Perpétua Amorim
Prefácio do livro
Talvez por ser apreciador de música,
sou inclinado a procurar musicalidade nos poemas. Para mim é
essencial, embora isso atualmente tenha sido abandonado por muitos.
A música é, no entanto, uma linguagem complexa que procura
“mimetizar” (em sentido aristotélico) aspectos da natureza
compatíveis com sua própria natureza. E, como não possui um modelo
na natureza e não exprime um conteúdo conceitual, só se pode falar
dela em áridos termos técnicos ou com imagens poéticas. Assim, seu
reino, na verdade, não é o do comum das pessoas: pertence quase ao
sonho, à fantasia, ao território que só é comum ao dos poetas.
“Compor” é o mais adequado termo para definir a elaboração ou a
confecção de um poema e de uma música
As primeiras lições sobre música
ensinam que “melodia”, “harmonia” e “ritmo”, são os elementos
básicos de uma “composição musical”. A “melodia” como a sucessão de
sons que se relacionam de maneira natural, agradável, arranjados em
uma linha agradável ao ouvido; facilmente identificável por ser o
canto principal de uma peça musical. A “harmonia” como a combinação
de sons que, embora diferentes, mantém entre si uma relação de
pertinência; por outra, um conjunto de sons agradáveis ao ouvido. O
“ritmo” como o balanço, a cadência de sons que imprimem a pulsação
da música em batidas, fortes e fracas, que se alternam com
intervalos regulares em um verso ou em uma frase musical. Na poesia,
esses mesmos elementos e conceitos devem ser aplicados: a semelhança
entre poesia e música é inegavelmente natural.

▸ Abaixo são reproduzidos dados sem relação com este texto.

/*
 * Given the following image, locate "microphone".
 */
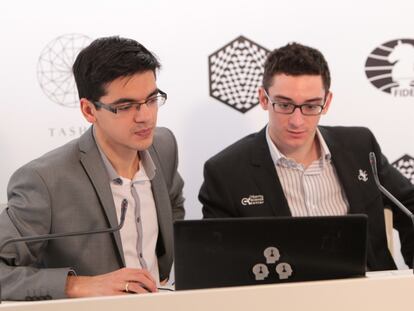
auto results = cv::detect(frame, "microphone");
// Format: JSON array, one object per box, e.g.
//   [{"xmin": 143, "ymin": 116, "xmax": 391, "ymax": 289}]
[
  {"xmin": 0, "ymin": 199, "xmax": 128, "ymax": 303},
  {"xmin": 369, "ymin": 152, "xmax": 414, "ymax": 270}
]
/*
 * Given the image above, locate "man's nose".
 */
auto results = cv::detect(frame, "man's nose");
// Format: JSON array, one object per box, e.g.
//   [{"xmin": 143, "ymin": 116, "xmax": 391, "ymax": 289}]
[
  {"xmin": 133, "ymin": 103, "xmax": 154, "ymax": 122},
  {"xmin": 288, "ymin": 107, "xmax": 305, "ymax": 126}
]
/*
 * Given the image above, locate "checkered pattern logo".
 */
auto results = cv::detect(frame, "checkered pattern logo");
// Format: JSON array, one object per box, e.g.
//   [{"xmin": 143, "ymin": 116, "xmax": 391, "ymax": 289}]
[
  {"xmin": 209, "ymin": 36, "xmax": 270, "ymax": 113},
  {"xmin": 392, "ymin": 154, "xmax": 414, "ymax": 184}
]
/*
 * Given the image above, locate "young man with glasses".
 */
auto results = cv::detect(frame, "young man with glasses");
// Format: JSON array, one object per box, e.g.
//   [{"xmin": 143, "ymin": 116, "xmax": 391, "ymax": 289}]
[
  {"xmin": 0, "ymin": 36, "xmax": 185, "ymax": 300},
  {"xmin": 199, "ymin": 42, "xmax": 414, "ymax": 271}
]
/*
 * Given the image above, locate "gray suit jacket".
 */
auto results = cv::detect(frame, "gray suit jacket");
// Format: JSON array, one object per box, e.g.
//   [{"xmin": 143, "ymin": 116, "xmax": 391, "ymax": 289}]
[{"xmin": 0, "ymin": 126, "xmax": 185, "ymax": 301}]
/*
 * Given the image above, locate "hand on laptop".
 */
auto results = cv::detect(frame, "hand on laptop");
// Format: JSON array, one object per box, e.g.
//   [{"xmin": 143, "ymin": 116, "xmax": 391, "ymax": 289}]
[{"xmin": 65, "ymin": 267, "xmax": 158, "ymax": 297}]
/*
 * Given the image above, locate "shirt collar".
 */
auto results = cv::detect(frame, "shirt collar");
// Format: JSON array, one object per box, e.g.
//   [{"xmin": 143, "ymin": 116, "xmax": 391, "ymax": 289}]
[
  {"xmin": 265, "ymin": 125, "xmax": 331, "ymax": 168},
  {"xmin": 93, "ymin": 126, "xmax": 156, "ymax": 183},
  {"xmin": 316, "ymin": 127, "xmax": 332, "ymax": 162}
]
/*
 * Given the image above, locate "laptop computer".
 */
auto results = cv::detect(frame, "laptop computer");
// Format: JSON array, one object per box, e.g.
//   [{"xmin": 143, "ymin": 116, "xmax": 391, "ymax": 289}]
[{"xmin": 174, "ymin": 215, "xmax": 367, "ymax": 290}]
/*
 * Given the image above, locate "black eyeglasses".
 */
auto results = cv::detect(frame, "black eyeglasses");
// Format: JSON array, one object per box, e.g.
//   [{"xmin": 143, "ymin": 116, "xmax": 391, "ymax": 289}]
[
  {"xmin": 92, "ymin": 89, "xmax": 167, "ymax": 114},
  {"xmin": 263, "ymin": 90, "xmax": 326, "ymax": 116}
]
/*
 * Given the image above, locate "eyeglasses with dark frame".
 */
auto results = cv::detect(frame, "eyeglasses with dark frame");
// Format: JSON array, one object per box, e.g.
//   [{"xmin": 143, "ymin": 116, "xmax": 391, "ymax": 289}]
[
  {"xmin": 263, "ymin": 89, "xmax": 326, "ymax": 116},
  {"xmin": 92, "ymin": 89, "xmax": 167, "ymax": 114}
]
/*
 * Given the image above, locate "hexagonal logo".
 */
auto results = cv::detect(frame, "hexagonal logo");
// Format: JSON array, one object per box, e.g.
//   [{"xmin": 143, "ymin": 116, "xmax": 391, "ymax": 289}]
[
  {"xmin": 392, "ymin": 154, "xmax": 414, "ymax": 184},
  {"xmin": 37, "ymin": 33, "xmax": 92, "ymax": 108},
  {"xmin": 365, "ymin": 39, "xmax": 414, "ymax": 97},
  {"xmin": 209, "ymin": 36, "xmax": 270, "ymax": 113}
]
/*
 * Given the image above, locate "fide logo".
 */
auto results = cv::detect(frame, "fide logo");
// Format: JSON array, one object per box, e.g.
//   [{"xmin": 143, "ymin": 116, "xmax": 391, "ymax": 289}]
[
  {"xmin": 37, "ymin": 34, "xmax": 92, "ymax": 108},
  {"xmin": 365, "ymin": 39, "xmax": 414, "ymax": 97},
  {"xmin": 392, "ymin": 154, "xmax": 414, "ymax": 184},
  {"xmin": 209, "ymin": 36, "xmax": 270, "ymax": 113}
]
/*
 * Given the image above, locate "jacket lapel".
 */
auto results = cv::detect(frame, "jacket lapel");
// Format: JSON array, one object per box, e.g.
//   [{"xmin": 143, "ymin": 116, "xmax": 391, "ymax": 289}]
[
  {"xmin": 250, "ymin": 127, "xmax": 291, "ymax": 217},
  {"xmin": 319, "ymin": 127, "xmax": 365, "ymax": 214},
  {"xmin": 78, "ymin": 127, "xmax": 126, "ymax": 265},
  {"xmin": 148, "ymin": 145, "xmax": 172, "ymax": 257}
]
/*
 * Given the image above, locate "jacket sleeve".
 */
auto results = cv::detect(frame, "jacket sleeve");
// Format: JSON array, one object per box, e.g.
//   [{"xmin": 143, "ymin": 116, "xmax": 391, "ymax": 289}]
[
  {"xmin": 373, "ymin": 133, "xmax": 414, "ymax": 267},
  {"xmin": 199, "ymin": 159, "xmax": 238, "ymax": 218},
  {"xmin": 0, "ymin": 165, "xmax": 71, "ymax": 301}
]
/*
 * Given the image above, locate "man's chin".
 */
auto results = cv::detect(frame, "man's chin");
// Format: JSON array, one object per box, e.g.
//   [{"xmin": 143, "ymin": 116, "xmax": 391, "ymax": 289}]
[{"xmin": 132, "ymin": 136, "xmax": 154, "ymax": 151}]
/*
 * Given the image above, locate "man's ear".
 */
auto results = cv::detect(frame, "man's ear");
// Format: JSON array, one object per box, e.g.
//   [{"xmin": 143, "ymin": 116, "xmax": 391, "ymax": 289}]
[
  {"xmin": 258, "ymin": 87, "xmax": 269, "ymax": 111},
  {"xmin": 80, "ymin": 98, "xmax": 97, "ymax": 123},
  {"xmin": 322, "ymin": 91, "xmax": 333, "ymax": 115}
]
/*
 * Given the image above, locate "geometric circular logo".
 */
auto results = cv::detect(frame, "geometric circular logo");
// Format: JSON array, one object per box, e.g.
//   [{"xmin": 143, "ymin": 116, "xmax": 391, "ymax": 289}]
[
  {"xmin": 392, "ymin": 154, "xmax": 414, "ymax": 184},
  {"xmin": 209, "ymin": 36, "xmax": 270, "ymax": 113},
  {"xmin": 37, "ymin": 33, "xmax": 92, "ymax": 108},
  {"xmin": 365, "ymin": 39, "xmax": 414, "ymax": 97}
]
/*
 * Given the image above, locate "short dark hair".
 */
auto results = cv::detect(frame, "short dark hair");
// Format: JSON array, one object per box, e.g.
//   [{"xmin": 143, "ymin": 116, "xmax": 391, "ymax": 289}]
[
  {"xmin": 73, "ymin": 36, "xmax": 161, "ymax": 101},
  {"xmin": 262, "ymin": 42, "xmax": 331, "ymax": 92}
]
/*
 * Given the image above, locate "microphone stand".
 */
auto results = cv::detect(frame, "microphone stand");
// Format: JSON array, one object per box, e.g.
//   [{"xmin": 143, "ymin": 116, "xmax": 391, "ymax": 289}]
[
  {"xmin": 369, "ymin": 152, "xmax": 414, "ymax": 272},
  {"xmin": 0, "ymin": 200, "xmax": 127, "ymax": 303}
]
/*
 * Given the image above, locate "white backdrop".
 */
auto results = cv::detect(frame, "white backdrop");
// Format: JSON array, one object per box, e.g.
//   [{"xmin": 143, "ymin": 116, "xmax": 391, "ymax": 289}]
[{"xmin": 1, "ymin": 0, "xmax": 413, "ymax": 267}]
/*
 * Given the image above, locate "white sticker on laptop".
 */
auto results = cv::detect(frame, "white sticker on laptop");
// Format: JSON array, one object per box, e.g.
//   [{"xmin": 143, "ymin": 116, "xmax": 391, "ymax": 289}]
[
  {"xmin": 264, "ymin": 246, "xmax": 280, "ymax": 264},
  {"xmin": 276, "ymin": 262, "xmax": 293, "ymax": 280},
  {"xmin": 252, "ymin": 264, "xmax": 269, "ymax": 280}
]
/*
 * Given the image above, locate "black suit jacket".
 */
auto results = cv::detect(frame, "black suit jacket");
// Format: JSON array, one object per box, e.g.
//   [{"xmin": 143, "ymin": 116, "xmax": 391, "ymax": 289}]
[{"xmin": 199, "ymin": 126, "xmax": 414, "ymax": 270}]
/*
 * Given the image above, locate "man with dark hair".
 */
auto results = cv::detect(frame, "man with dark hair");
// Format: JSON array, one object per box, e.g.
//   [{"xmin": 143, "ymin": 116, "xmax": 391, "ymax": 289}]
[
  {"xmin": 199, "ymin": 42, "xmax": 414, "ymax": 271},
  {"xmin": 0, "ymin": 36, "xmax": 185, "ymax": 300}
]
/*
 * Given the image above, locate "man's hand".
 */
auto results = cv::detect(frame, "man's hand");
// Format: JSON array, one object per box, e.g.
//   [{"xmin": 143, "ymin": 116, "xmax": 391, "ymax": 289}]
[{"xmin": 65, "ymin": 267, "xmax": 158, "ymax": 297}]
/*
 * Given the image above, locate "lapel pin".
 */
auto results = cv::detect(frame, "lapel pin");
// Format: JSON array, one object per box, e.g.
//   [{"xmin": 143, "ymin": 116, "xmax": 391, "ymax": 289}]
[{"xmin": 358, "ymin": 169, "xmax": 368, "ymax": 182}]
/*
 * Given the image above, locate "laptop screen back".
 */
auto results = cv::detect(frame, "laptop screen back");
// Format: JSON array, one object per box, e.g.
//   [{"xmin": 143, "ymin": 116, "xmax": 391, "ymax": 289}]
[{"xmin": 174, "ymin": 215, "xmax": 367, "ymax": 290}]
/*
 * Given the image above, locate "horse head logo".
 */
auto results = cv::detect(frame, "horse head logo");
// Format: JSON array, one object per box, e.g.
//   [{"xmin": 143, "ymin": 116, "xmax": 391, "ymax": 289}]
[{"xmin": 388, "ymin": 40, "xmax": 414, "ymax": 88}]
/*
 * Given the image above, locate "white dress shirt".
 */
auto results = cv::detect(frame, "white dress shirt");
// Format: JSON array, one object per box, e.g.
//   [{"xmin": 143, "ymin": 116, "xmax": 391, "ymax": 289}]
[
  {"xmin": 94, "ymin": 130, "xmax": 160, "ymax": 284},
  {"xmin": 266, "ymin": 126, "xmax": 349, "ymax": 217}
]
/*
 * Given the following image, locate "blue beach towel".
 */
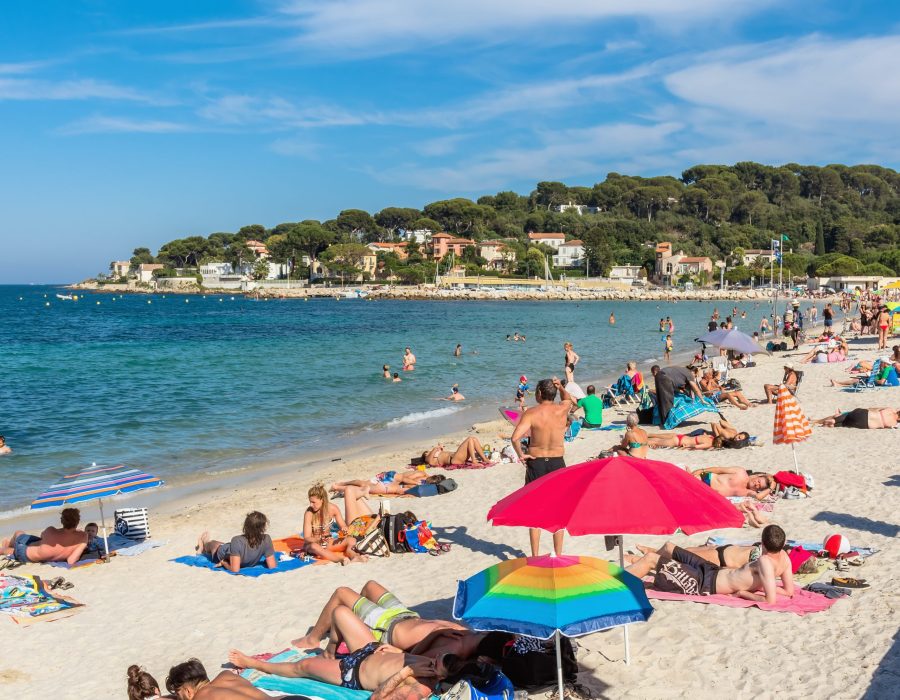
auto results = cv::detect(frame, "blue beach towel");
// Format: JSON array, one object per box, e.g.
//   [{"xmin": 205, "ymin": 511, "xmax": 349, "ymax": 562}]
[
  {"xmin": 656, "ymin": 395, "xmax": 720, "ymax": 430},
  {"xmin": 170, "ymin": 553, "xmax": 313, "ymax": 577},
  {"xmin": 581, "ymin": 424, "xmax": 626, "ymax": 431},
  {"xmin": 241, "ymin": 649, "xmax": 372, "ymax": 700}
]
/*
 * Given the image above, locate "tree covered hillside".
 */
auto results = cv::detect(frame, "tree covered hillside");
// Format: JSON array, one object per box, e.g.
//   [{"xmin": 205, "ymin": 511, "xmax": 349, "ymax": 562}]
[{"xmin": 130, "ymin": 162, "xmax": 900, "ymax": 284}]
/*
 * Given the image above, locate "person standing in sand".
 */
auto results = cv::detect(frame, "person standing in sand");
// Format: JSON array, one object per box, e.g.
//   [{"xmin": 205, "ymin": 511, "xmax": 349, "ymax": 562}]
[
  {"xmin": 511, "ymin": 378, "xmax": 572, "ymax": 557},
  {"xmin": 403, "ymin": 347, "xmax": 416, "ymax": 371},
  {"xmin": 563, "ymin": 342, "xmax": 579, "ymax": 383}
]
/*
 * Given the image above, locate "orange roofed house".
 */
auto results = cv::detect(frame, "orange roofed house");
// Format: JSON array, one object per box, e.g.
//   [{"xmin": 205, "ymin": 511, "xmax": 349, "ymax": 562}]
[
  {"xmin": 430, "ymin": 233, "xmax": 476, "ymax": 260},
  {"xmin": 654, "ymin": 242, "xmax": 713, "ymax": 285}
]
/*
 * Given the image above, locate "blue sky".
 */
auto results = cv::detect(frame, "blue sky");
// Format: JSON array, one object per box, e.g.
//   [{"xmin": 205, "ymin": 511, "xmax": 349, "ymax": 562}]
[{"xmin": 2, "ymin": 1, "xmax": 899, "ymax": 283}]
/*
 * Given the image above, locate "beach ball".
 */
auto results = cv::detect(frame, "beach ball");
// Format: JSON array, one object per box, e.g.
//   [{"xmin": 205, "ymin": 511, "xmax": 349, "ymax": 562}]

Associar a poesia à música não é
tarefa fácil, no entanto. Exige que a musicalidade das palavras seja
organizada em um canto agradável, que tenha sentido; que a harmonia
esteja definida nos sons consoantes; que o ritmo esteja na cadência
marcada, definida; que a soma dos elementos exprima uma idéia, uma
mensagem, uma história etc. A técnica, a forma de composição, a
escolha dos temas varia no tempo, no espaço e conforme a
sensibilidade do músico ou do poeta.
Esse feliz encontro de música e poesia
está presente neste livro de Perpétua Amorim:
“Em tempos de vida
Vi morte sofrida” (p. 33)
“Eu bromélia
suspensa no ar,
agarrando vida
no vento e na chuva” (p. 17)
“Quase nada restou do branco caiado
Nas fortes paredes do velho sobrado” (p. 19)
“Ergo catedrais enquanto durmo
Sem algemas, encontro caminhos” (p. 26)
Não há de que duvidar: isso é música,
isso é poesia! A poesia melodiosa, agradável, ritmada, livre de
desencontros. Só discordo de Perpétua Amorim, quando diz, num jogo
de palavras:
“Eu perpétua,
desbotada,
agrupada,
sem graça” (p. 18)
Gostaria eu de assim ser poeta!
José Eurípedes de Oliveira Ramos
Presidente da Academia Francana de Letras.